OPPORTUNITY TO COMMENT
Pursuant to this notice, all interested parties are advised that the Distribution Plan may be obtained by submitting a written request to William H. Kuehnle, United States Securities and Exchange Commission, Mail Stop 8-8, 450 Fifth Street N.W., Washington, D.C., 20549-0808. Further, all persons desiring to comment on the Distribution Plan may submit their views, in writing, no later than November 29, 1999 to the Office of the Secretary, United States Securities and Exchange Commission, 450 Fifth Street, N.W., Washington, D.C. 20549.
THE PROPOSED PLAN OF DISGORGEMENT
On February 10, 1999, on an appeal from an initial decision of an Administrative Law Judge, the Commission found that Respondent Joseph J. Barbato, as a registered representative at Stuart-James Co., Inc., had violated Section 17(a) of the Securities Act and Section 10(b) of the Securities Exchange Act and Rule 10b-5 thereunder by engaging in fraudulent sales conduct against his customers. In addition to barring Barbato, the Commission ordered him to disgorge $45,142.00, representing profits in the form of commissions earned from his fraudulent conduct. The Commission also ordered the payment of $45,690.05 in prejudgment interest. The order further provided that interest would continue to accrue on all funds owed until they were paid. Because Barbato delayed in making payment, he was required to pay, and did pay, an additional $1,940.03 in postjudgment interest.
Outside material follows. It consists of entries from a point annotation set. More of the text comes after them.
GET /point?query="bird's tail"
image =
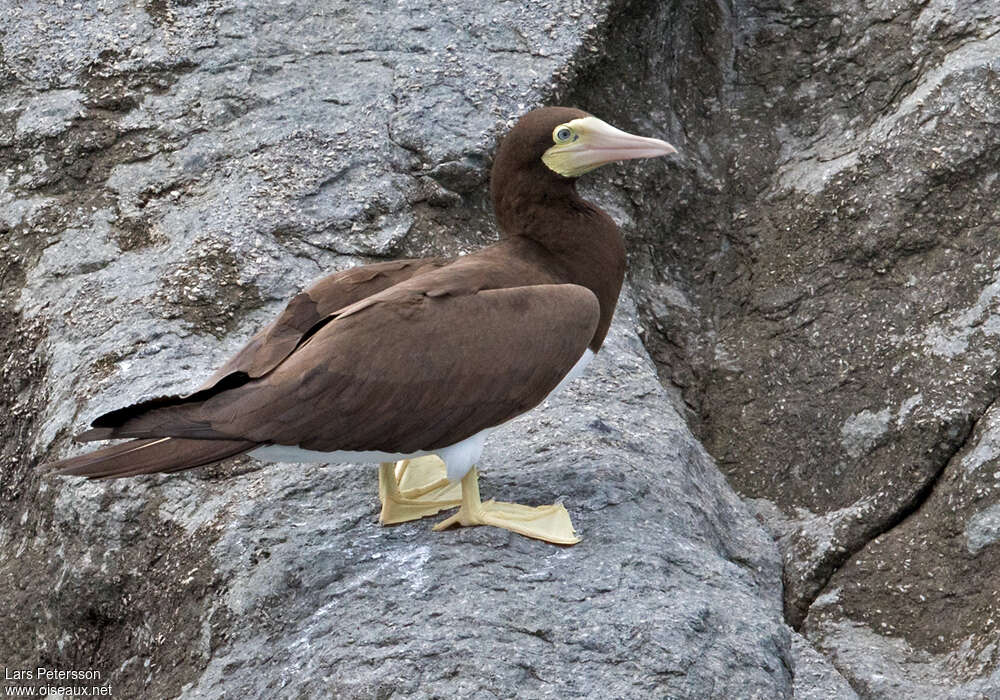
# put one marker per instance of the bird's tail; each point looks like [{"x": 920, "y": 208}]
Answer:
[{"x": 149, "y": 456}]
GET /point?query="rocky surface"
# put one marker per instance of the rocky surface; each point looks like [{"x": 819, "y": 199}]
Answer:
[
  {"x": 816, "y": 279},
  {"x": 824, "y": 306},
  {"x": 170, "y": 173}
]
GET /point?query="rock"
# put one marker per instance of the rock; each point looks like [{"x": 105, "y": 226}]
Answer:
[
  {"x": 672, "y": 592},
  {"x": 172, "y": 172}
]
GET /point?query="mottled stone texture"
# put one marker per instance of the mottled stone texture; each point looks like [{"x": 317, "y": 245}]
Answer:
[
  {"x": 822, "y": 299},
  {"x": 170, "y": 172},
  {"x": 816, "y": 277}
]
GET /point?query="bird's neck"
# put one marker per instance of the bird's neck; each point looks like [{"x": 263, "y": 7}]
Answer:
[{"x": 582, "y": 241}]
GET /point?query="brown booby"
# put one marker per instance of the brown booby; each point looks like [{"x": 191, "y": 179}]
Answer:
[{"x": 414, "y": 362}]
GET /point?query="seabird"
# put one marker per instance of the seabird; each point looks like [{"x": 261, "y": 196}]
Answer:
[{"x": 414, "y": 362}]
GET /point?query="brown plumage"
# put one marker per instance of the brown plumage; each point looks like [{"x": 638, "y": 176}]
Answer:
[{"x": 404, "y": 356}]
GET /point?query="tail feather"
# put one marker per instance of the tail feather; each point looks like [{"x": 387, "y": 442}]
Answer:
[{"x": 148, "y": 456}]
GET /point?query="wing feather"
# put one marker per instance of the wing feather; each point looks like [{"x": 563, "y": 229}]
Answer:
[{"x": 408, "y": 372}]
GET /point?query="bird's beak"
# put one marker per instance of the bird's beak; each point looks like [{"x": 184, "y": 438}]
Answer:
[{"x": 595, "y": 143}]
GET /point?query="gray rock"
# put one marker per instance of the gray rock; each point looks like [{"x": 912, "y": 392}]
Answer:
[
  {"x": 815, "y": 677},
  {"x": 222, "y": 156},
  {"x": 671, "y": 593}
]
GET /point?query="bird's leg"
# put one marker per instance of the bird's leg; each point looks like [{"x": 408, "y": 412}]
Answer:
[
  {"x": 549, "y": 523},
  {"x": 414, "y": 488}
]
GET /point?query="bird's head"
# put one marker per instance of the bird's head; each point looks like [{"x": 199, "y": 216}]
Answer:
[{"x": 569, "y": 142}]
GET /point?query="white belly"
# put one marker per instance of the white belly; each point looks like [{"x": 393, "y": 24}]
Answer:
[{"x": 459, "y": 458}]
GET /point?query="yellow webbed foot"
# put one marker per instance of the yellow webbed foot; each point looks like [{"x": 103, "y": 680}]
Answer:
[
  {"x": 411, "y": 489},
  {"x": 549, "y": 523}
]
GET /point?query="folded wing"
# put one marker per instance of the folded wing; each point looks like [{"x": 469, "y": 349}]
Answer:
[{"x": 402, "y": 372}]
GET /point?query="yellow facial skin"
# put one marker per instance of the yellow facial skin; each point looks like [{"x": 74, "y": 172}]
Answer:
[{"x": 581, "y": 145}]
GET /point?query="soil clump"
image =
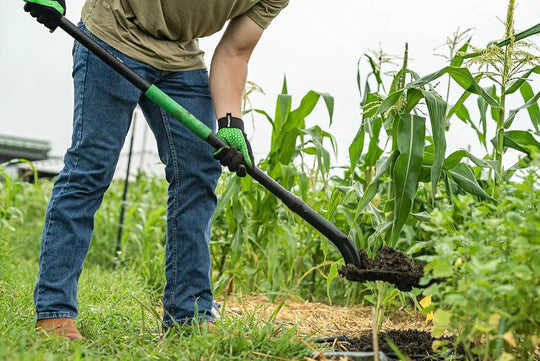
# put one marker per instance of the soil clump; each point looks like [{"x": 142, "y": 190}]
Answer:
[{"x": 389, "y": 265}]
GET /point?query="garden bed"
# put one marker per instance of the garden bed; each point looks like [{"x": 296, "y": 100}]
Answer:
[{"x": 342, "y": 328}]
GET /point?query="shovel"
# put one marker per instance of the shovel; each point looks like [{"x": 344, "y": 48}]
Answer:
[{"x": 344, "y": 244}]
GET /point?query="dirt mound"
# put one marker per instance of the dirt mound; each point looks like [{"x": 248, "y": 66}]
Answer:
[{"x": 389, "y": 265}]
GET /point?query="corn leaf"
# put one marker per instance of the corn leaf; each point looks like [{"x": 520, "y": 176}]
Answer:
[
  {"x": 464, "y": 178},
  {"x": 410, "y": 138},
  {"x": 383, "y": 164},
  {"x": 357, "y": 147},
  {"x": 462, "y": 76},
  {"x": 534, "y": 112},
  {"x": 516, "y": 84},
  {"x": 437, "y": 110}
]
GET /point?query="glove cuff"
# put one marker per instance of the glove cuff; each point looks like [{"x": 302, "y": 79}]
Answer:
[{"x": 231, "y": 122}]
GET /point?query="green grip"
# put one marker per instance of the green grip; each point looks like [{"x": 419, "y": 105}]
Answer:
[
  {"x": 178, "y": 112},
  {"x": 49, "y": 3}
]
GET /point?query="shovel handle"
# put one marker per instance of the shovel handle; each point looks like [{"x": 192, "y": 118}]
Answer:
[{"x": 341, "y": 241}]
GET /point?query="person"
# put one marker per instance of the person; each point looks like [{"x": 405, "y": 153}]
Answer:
[{"x": 159, "y": 40}]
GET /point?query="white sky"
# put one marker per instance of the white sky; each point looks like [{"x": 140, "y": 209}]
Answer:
[{"x": 315, "y": 43}]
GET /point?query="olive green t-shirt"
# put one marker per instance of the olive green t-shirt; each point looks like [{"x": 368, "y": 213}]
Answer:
[{"x": 165, "y": 33}]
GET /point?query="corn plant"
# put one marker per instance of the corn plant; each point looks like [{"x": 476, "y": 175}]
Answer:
[{"x": 253, "y": 227}]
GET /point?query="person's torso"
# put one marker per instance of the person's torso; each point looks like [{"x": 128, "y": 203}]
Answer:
[{"x": 164, "y": 33}]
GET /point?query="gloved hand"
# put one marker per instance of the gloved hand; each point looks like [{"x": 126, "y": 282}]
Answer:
[
  {"x": 238, "y": 154},
  {"x": 47, "y": 12}
]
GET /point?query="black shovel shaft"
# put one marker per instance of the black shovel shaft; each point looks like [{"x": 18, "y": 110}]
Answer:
[{"x": 341, "y": 241}]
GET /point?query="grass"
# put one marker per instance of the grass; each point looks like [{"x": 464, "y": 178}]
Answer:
[{"x": 120, "y": 320}]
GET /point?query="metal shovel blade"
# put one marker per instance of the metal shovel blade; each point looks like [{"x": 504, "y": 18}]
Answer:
[{"x": 389, "y": 265}]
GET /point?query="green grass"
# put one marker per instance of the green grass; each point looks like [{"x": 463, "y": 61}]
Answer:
[{"x": 119, "y": 320}]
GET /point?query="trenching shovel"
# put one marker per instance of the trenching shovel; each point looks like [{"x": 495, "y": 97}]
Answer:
[
  {"x": 344, "y": 244},
  {"x": 355, "y": 269}
]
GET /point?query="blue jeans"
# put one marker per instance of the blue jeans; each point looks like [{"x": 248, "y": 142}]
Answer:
[{"x": 104, "y": 104}]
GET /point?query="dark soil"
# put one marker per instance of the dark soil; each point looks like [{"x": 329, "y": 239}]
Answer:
[
  {"x": 412, "y": 343},
  {"x": 389, "y": 265}
]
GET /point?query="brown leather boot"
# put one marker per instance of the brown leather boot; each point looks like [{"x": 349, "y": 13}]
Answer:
[{"x": 59, "y": 327}]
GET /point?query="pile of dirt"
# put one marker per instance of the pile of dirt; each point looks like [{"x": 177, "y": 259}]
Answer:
[
  {"x": 389, "y": 265},
  {"x": 413, "y": 343}
]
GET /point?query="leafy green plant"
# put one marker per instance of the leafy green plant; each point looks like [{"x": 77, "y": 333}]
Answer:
[{"x": 490, "y": 255}]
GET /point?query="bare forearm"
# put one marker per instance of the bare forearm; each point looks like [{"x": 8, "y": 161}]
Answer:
[
  {"x": 228, "y": 70},
  {"x": 228, "y": 75}
]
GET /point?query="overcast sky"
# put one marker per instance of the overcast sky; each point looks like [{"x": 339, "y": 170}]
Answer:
[{"x": 315, "y": 43}]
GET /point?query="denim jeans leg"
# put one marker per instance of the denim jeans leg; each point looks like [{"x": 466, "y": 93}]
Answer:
[
  {"x": 104, "y": 103},
  {"x": 192, "y": 174}
]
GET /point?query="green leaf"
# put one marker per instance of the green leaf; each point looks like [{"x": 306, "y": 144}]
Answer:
[
  {"x": 531, "y": 106},
  {"x": 518, "y": 83},
  {"x": 374, "y": 151},
  {"x": 455, "y": 60},
  {"x": 464, "y": 177},
  {"x": 521, "y": 140},
  {"x": 357, "y": 147},
  {"x": 407, "y": 168},
  {"x": 389, "y": 102},
  {"x": 437, "y": 110},
  {"x": 383, "y": 164},
  {"x": 462, "y": 76},
  {"x": 441, "y": 317}
]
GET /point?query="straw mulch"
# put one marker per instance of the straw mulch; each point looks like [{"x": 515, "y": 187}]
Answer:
[{"x": 319, "y": 319}]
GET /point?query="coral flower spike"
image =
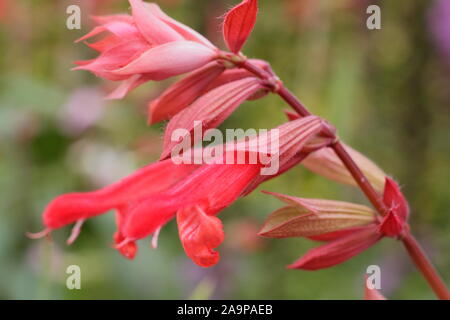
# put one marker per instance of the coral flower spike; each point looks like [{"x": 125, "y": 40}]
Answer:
[{"x": 148, "y": 45}]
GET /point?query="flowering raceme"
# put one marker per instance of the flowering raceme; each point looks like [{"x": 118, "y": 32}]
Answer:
[
  {"x": 149, "y": 45},
  {"x": 146, "y": 200},
  {"x": 347, "y": 228}
]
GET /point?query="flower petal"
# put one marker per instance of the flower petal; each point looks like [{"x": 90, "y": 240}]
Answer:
[
  {"x": 239, "y": 23},
  {"x": 169, "y": 59},
  {"x": 314, "y": 217},
  {"x": 154, "y": 178},
  {"x": 200, "y": 234},
  {"x": 186, "y": 32},
  {"x": 209, "y": 111},
  {"x": 213, "y": 187},
  {"x": 153, "y": 29},
  {"x": 182, "y": 93}
]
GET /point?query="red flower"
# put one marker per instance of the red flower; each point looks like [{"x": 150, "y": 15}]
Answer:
[
  {"x": 347, "y": 228},
  {"x": 188, "y": 90},
  {"x": 146, "y": 200},
  {"x": 239, "y": 23},
  {"x": 149, "y": 45}
]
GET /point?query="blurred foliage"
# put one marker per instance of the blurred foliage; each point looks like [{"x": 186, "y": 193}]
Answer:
[{"x": 385, "y": 90}]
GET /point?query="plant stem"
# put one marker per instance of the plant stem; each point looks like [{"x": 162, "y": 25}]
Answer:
[
  {"x": 425, "y": 266},
  {"x": 416, "y": 253},
  {"x": 340, "y": 151}
]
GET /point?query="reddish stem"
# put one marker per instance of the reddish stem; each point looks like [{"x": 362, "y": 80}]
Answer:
[
  {"x": 424, "y": 265},
  {"x": 416, "y": 253}
]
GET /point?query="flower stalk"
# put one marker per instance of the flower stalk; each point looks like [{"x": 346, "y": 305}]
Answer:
[{"x": 412, "y": 246}]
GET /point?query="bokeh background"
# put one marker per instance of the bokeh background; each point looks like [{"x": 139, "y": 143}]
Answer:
[{"x": 387, "y": 91}]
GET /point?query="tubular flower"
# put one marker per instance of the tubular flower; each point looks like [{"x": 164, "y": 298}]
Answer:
[
  {"x": 148, "y": 45},
  {"x": 347, "y": 228},
  {"x": 186, "y": 91},
  {"x": 193, "y": 193}
]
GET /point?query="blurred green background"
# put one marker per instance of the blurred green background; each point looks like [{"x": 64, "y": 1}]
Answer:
[{"x": 387, "y": 91}]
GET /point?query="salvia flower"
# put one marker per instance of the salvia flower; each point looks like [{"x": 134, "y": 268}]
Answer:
[
  {"x": 148, "y": 45},
  {"x": 184, "y": 92},
  {"x": 193, "y": 193},
  {"x": 347, "y": 228}
]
The Distribution Plan provides that Barbato's customers who were found in the Commission's decision to have been defrauded shall receive a distribution of the disgorgement in the amount of commissions received by Barbato on their accounts, together with a proportionate share of the prejudgment and postjudgment interest paid by Barbato.1 A Commission employee will act as administrator of the plan and will not receive any compensation other than his regular salary.
A Commission employee will act as administrator of the plan and will not reeive any compensation other than his regular salary.
For the Commission, by its Secretary, pursuant to delegated authority.
Jonathan G. Katz
1 The Commission's decision found that Barbato had defrauded the seven customers who testified for the Division in the proceeding.